1. ITV Report

Study reveals places worst hit by welfare reforms in England and Wales

Effects of benefits reforms will be hardest felt in Blackpool than anywhere else in Britain, according to research. Photo: Phil Noble/PA Archive/Press Association Images

The Government's raft of controversial welfare reforms will take almost £19 billion a year out of the UK economy and hit northern England hardest, according to research.

Residents in the Lancashire resort town of Blackpool will lose out more than anywhere else in Britain when changes to the benefits system kick in, academics at Sheffield Hallam University said.

Former industrial areas including Middlesbrough, Liverpool and Glasgow will also be disproportionately affected.

However, wealthier areas, predominantly in the South, such as Cambridge, Surrey and the Cotswolds, will see the smallest financial losses.

The government has introduced the biggest shake-up of the welfare system for years

Researchers assessed the financial impact of changes made to housing benefit - including the so-called bedroom tax on public housing tenants who have unused rooms - disability living allowance, child benefit, tax credits, council tax benefit and several other benefits.

Places worst hit by welfare reforms

The list below shows which towns and cities in each British region will be hardest hit by Government welfare reforms.

Researchers calculated the average amount that every working-age adult stands to lose in each region of Britain per year. This average figure allowed them to gauge how much each area would be affected.

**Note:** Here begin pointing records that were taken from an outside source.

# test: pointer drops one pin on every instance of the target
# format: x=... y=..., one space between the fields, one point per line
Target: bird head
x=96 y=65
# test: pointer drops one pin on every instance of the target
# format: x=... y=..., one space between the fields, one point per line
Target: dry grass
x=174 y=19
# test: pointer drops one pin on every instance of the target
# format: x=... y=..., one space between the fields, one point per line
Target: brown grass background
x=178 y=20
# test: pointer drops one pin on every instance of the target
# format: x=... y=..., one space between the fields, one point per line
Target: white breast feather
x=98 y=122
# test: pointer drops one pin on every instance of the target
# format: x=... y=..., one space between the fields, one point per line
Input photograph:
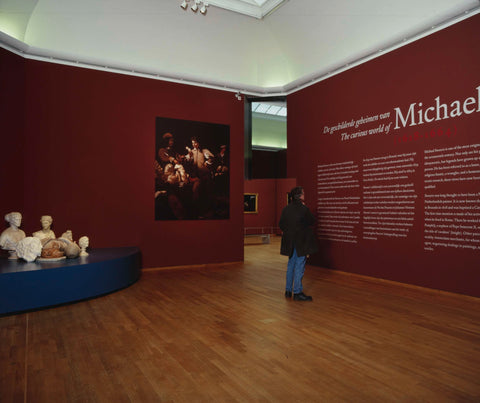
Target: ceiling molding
x=20 y=48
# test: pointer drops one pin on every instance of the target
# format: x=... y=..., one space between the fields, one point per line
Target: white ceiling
x=299 y=42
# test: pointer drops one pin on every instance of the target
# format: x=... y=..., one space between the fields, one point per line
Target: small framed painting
x=250 y=203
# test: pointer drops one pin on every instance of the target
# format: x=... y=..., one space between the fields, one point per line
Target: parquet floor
x=225 y=333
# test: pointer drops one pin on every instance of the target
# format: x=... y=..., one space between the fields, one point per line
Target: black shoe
x=302 y=297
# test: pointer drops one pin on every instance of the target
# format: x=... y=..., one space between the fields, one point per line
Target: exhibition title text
x=416 y=114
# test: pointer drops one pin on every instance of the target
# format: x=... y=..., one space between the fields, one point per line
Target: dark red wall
x=445 y=64
x=87 y=158
x=272 y=198
x=12 y=98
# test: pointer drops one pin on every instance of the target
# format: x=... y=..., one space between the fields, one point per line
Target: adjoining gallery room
x=239 y=201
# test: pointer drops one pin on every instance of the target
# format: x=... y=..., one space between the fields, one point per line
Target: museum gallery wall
x=80 y=145
x=389 y=154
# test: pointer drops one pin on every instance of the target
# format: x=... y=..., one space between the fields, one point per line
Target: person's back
x=298 y=241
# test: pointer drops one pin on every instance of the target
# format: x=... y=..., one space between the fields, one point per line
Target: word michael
x=417 y=115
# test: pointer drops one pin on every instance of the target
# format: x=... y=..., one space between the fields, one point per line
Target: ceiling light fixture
x=195 y=6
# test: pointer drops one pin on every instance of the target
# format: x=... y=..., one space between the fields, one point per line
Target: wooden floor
x=225 y=333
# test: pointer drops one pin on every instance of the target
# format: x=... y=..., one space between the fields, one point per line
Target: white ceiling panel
x=292 y=44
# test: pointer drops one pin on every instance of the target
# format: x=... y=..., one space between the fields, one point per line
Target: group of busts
x=43 y=244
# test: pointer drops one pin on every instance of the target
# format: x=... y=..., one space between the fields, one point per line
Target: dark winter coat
x=296 y=222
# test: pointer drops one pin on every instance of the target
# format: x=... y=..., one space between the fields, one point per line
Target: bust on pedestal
x=45 y=233
x=12 y=235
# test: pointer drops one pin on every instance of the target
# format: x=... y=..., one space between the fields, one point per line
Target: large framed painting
x=192 y=170
x=250 y=203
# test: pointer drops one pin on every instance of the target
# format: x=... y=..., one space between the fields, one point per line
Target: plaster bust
x=45 y=233
x=83 y=242
x=29 y=248
x=10 y=237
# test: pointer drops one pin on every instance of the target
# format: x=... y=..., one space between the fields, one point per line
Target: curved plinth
x=26 y=286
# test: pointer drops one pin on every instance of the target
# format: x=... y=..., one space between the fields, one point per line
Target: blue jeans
x=295 y=270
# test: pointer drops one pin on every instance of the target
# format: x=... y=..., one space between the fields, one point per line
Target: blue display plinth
x=26 y=286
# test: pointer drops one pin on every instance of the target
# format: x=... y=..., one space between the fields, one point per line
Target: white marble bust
x=12 y=235
x=45 y=233
x=83 y=242
x=29 y=248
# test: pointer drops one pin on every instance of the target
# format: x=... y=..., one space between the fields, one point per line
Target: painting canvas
x=250 y=203
x=192 y=170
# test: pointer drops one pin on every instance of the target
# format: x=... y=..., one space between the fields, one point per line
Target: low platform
x=27 y=286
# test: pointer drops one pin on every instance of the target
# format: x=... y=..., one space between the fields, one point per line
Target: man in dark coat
x=298 y=241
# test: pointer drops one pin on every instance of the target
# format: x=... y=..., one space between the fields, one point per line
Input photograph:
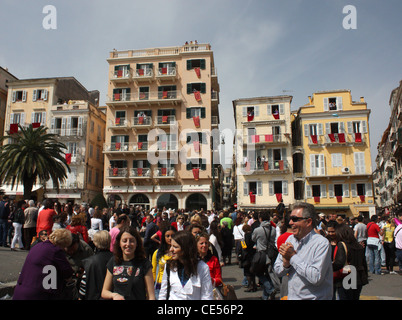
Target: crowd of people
x=159 y=254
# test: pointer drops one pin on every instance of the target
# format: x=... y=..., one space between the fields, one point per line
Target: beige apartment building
x=162 y=109
x=263 y=152
x=5 y=77
x=67 y=108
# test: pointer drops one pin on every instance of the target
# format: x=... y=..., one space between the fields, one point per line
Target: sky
x=261 y=47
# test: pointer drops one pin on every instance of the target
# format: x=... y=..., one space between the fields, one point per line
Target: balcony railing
x=140 y=173
x=144 y=96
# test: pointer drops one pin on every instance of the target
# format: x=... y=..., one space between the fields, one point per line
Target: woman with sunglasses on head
x=185 y=276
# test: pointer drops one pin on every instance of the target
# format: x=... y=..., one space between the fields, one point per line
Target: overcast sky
x=261 y=47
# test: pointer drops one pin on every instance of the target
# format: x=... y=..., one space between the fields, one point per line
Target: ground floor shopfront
x=190 y=197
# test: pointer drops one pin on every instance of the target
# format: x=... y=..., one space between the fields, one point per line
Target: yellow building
x=263 y=152
x=67 y=108
x=162 y=107
x=334 y=145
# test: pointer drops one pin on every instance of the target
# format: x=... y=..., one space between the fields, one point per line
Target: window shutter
x=306 y=130
x=331 y=190
x=285 y=188
x=353 y=189
x=325 y=104
x=308 y=191
x=345 y=190
x=282 y=108
x=202 y=64
x=259 y=188
x=339 y=103
x=323 y=190
x=369 y=190
x=271 y=188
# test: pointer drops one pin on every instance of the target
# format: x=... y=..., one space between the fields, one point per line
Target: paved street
x=384 y=287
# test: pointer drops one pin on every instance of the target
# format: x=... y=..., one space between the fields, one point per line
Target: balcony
x=140 y=173
x=266 y=139
x=165 y=121
x=266 y=167
x=141 y=122
x=144 y=98
x=168 y=74
x=121 y=76
x=165 y=173
x=117 y=173
x=119 y=124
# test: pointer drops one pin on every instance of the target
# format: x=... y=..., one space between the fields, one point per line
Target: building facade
x=263 y=152
x=388 y=173
x=55 y=103
x=162 y=109
x=332 y=154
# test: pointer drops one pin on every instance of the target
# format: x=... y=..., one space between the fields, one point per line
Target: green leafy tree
x=32 y=156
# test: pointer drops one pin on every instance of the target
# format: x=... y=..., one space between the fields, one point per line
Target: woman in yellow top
x=388 y=229
x=161 y=256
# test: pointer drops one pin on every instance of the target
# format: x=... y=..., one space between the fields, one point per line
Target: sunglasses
x=296 y=219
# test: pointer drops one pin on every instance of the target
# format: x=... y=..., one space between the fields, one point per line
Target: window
x=195 y=112
x=317 y=165
x=333 y=104
x=196 y=63
x=198 y=86
x=20 y=96
x=39 y=94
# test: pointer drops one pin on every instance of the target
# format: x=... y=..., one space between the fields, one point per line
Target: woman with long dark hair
x=161 y=256
x=129 y=274
x=185 y=276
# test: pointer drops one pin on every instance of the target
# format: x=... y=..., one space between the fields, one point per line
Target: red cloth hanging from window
x=196 y=146
x=13 y=128
x=68 y=158
x=197 y=95
x=358 y=137
x=255 y=138
x=314 y=138
x=196 y=173
x=196 y=121
x=252 y=197
x=198 y=72
x=278 y=197
x=139 y=172
x=269 y=138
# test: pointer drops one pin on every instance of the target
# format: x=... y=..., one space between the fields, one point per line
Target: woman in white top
x=185 y=276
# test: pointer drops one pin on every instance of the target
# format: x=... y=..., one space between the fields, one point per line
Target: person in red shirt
x=45 y=218
x=212 y=261
x=374 y=245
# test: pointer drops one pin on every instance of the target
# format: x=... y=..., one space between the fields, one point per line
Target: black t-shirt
x=129 y=278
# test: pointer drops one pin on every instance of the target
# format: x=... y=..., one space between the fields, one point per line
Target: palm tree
x=32 y=155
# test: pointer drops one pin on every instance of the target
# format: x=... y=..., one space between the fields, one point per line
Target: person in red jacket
x=45 y=218
x=212 y=261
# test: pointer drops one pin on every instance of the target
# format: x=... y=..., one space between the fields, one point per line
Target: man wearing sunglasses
x=306 y=258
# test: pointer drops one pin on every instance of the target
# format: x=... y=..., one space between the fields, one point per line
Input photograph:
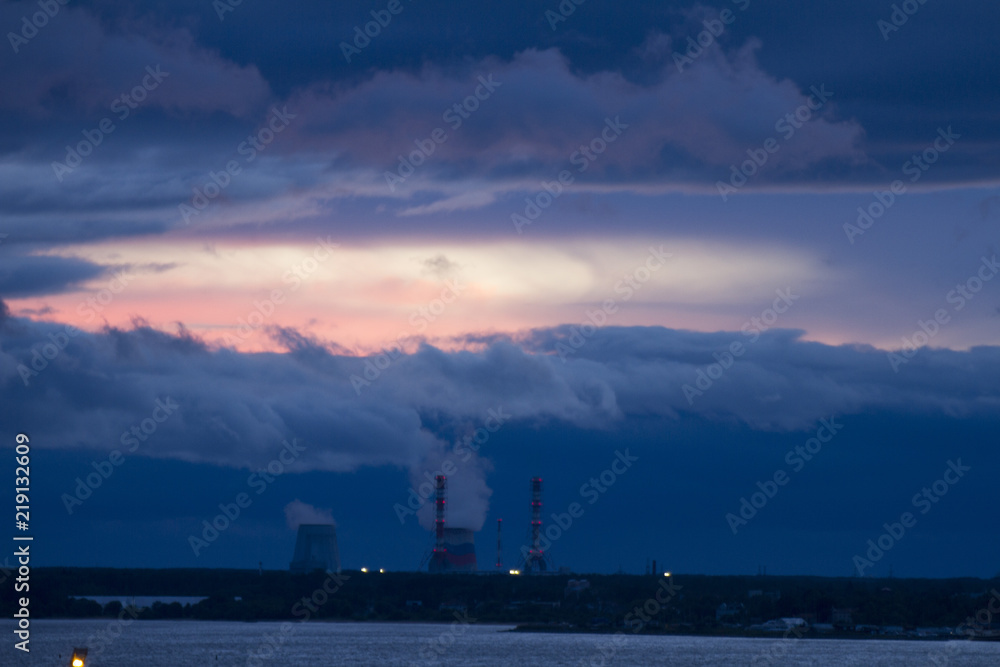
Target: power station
x=316 y=549
x=454 y=549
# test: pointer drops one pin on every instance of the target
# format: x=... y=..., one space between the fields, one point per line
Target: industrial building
x=316 y=549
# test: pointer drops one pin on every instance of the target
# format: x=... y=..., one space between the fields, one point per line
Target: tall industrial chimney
x=440 y=557
x=536 y=557
x=499 y=544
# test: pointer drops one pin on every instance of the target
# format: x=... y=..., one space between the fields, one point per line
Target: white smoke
x=467 y=494
x=298 y=513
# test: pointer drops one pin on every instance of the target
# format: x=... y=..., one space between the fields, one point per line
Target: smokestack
x=499 y=544
x=536 y=557
x=438 y=562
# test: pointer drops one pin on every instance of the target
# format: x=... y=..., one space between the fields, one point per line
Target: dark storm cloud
x=234 y=408
x=35 y=275
x=355 y=119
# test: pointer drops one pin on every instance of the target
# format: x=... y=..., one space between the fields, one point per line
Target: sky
x=722 y=274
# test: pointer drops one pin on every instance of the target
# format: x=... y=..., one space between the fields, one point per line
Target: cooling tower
x=459 y=554
x=316 y=549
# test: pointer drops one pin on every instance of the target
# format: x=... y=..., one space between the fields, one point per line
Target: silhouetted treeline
x=402 y=596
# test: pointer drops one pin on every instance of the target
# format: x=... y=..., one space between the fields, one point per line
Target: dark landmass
x=683 y=604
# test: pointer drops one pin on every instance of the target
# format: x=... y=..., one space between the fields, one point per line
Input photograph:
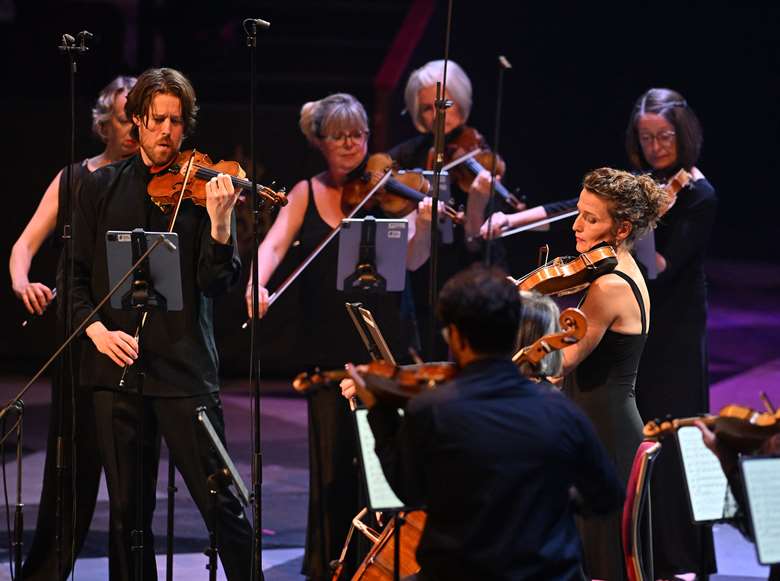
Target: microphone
x=259 y=22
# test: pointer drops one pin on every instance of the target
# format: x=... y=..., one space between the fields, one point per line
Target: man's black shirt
x=492 y=456
x=178 y=353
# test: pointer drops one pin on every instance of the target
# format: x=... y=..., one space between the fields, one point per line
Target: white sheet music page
x=380 y=495
x=762 y=486
x=707 y=485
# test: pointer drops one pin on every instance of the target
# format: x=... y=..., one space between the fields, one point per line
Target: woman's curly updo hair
x=539 y=316
x=636 y=199
x=335 y=113
x=104 y=105
x=167 y=82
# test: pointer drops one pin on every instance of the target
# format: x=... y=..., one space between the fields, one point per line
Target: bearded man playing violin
x=177 y=349
x=492 y=455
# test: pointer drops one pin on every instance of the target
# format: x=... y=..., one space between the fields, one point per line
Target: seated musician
x=492 y=455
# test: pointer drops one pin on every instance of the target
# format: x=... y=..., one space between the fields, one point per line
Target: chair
x=638 y=544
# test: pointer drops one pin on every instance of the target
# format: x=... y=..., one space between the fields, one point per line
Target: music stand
x=372 y=255
x=369 y=332
x=156 y=284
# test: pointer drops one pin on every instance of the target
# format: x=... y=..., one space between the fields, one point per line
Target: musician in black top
x=178 y=353
x=492 y=455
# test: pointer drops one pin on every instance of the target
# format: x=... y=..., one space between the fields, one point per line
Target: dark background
x=577 y=69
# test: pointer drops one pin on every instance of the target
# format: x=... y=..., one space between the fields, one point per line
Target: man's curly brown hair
x=636 y=199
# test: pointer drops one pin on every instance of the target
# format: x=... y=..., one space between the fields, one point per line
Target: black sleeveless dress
x=329 y=340
x=603 y=385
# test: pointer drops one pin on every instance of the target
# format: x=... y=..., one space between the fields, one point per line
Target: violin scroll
x=574 y=325
x=165 y=187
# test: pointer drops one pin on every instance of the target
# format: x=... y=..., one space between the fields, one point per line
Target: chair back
x=634 y=510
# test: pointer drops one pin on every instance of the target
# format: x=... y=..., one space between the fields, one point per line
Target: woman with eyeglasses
x=337 y=126
x=663 y=136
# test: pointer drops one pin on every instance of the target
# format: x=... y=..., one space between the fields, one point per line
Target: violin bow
x=302 y=266
x=538 y=223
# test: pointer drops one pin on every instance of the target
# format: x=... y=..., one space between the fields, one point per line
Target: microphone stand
x=442 y=104
x=72 y=49
x=503 y=65
x=250 y=27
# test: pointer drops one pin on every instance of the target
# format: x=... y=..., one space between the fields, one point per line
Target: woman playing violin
x=664 y=136
x=491 y=454
x=337 y=126
x=614 y=207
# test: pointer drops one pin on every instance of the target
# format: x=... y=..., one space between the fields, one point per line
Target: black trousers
x=117 y=416
x=80 y=478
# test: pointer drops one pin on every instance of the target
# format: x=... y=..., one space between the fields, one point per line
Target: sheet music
x=644 y=251
x=762 y=485
x=708 y=491
x=380 y=495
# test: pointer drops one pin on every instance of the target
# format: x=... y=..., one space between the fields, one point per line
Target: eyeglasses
x=665 y=138
x=341 y=138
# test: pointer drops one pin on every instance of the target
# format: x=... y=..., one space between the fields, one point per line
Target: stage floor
x=744 y=331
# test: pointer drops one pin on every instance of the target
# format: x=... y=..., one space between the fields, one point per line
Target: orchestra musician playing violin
x=176 y=348
x=471 y=191
x=663 y=137
x=615 y=207
x=337 y=126
x=491 y=455
x=112 y=127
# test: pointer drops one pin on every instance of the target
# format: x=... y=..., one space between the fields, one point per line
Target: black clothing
x=329 y=342
x=118 y=414
x=83 y=470
x=603 y=385
x=454 y=257
x=180 y=357
x=678 y=333
x=492 y=455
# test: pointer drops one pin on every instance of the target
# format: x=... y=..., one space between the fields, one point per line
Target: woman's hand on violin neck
x=359 y=384
x=262 y=300
x=348 y=388
x=221 y=197
x=494 y=225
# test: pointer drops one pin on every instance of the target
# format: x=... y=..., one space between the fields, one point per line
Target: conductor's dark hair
x=485 y=307
x=161 y=81
x=673 y=107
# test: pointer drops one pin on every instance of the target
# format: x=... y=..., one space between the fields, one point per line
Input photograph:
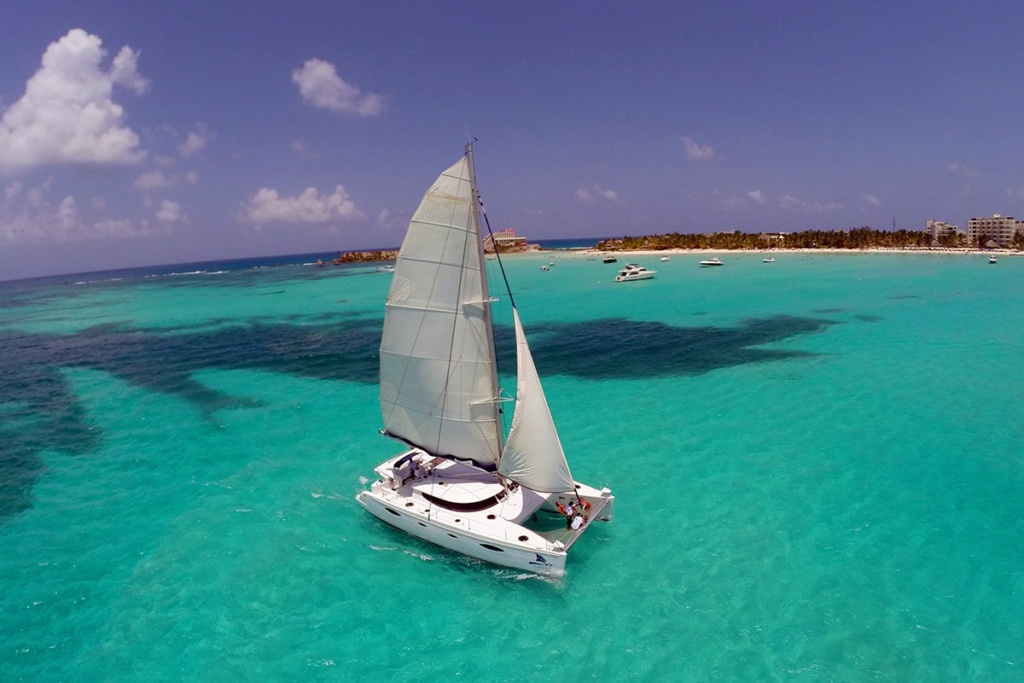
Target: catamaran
x=461 y=482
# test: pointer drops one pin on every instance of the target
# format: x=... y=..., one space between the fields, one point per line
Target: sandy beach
x=591 y=253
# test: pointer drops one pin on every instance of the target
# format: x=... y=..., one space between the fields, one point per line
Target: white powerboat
x=461 y=482
x=634 y=271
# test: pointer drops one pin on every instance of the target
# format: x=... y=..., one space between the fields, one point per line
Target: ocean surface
x=818 y=465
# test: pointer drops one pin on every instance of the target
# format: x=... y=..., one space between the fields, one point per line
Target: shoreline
x=939 y=251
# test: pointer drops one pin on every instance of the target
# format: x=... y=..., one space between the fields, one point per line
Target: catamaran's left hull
x=474 y=521
x=456 y=537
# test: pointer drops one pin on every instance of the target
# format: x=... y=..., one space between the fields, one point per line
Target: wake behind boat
x=462 y=483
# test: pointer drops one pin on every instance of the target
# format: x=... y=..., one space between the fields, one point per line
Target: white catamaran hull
x=501 y=532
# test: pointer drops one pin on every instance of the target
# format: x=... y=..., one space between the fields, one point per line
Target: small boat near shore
x=634 y=271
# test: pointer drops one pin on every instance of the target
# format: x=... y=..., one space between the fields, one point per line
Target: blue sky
x=162 y=132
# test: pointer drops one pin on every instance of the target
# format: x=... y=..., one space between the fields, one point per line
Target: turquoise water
x=817 y=464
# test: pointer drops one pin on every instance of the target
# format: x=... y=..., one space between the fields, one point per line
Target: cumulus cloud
x=309 y=207
x=321 y=86
x=194 y=141
x=697 y=152
x=68 y=114
x=597 y=195
x=153 y=180
x=29 y=216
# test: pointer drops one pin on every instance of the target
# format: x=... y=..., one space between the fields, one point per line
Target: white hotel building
x=999 y=228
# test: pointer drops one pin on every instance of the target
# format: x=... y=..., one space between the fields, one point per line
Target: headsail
x=534 y=455
x=438 y=380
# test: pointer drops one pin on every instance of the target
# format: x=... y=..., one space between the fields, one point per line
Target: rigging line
x=494 y=243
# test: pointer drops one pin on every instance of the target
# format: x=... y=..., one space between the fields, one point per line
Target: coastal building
x=939 y=229
x=505 y=239
x=995 y=227
x=772 y=239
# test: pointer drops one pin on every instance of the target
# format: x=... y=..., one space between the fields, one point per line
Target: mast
x=485 y=294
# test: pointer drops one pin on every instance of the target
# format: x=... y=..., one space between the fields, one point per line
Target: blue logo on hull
x=541 y=561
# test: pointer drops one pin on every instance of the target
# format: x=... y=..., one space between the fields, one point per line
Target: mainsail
x=534 y=455
x=438 y=379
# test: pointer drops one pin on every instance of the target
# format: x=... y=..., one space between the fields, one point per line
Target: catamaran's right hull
x=454 y=537
x=493 y=531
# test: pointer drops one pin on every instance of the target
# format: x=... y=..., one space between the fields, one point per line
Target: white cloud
x=170 y=212
x=67 y=114
x=309 y=207
x=194 y=141
x=597 y=195
x=321 y=86
x=28 y=216
x=697 y=152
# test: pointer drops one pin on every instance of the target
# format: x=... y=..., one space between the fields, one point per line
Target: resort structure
x=939 y=229
x=995 y=228
x=506 y=240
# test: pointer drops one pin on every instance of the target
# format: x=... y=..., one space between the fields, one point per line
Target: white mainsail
x=438 y=380
x=534 y=455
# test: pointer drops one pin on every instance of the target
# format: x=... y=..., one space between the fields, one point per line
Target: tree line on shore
x=857 y=238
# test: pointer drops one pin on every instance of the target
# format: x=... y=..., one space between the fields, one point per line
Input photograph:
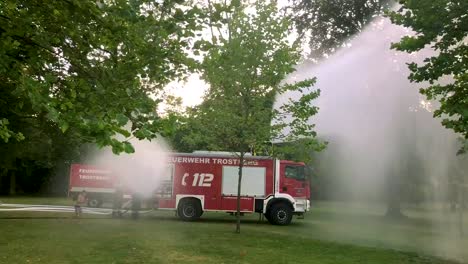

  • North East: Middlesbrough £720
  • North West: Blackpool £910
  • Yorkshire and the Humber: Hull £630
  • East Midlands: East Lindsey £610
  • West Midlands: Stoke £670
  • East of England: Tendring £620
  • London: Westminster £820
  • South East: Hastings £690
  • South West: Torbay £700
  • Wales: Merthyr Tydfil £720
  • Scotland: Glasgow: £650

Professor Steve Fothergill, from Sheffield Hallam's Centre for Regional Economic and Social Research, led the study, which was based on a range of official statistics, he said:

Some individuals are relatively unaffected by the welfare reforms whereas others face multiple financial losses arising from different elements of the reforms."

A key effect of the welfare reforms will be to widen the gaps in prosperity between the best and worst local economies across Britain.

"Our figures also show the coalition Government is presiding over national welfare reforms that will impact principally on individuals and communities outside its own political heartlands."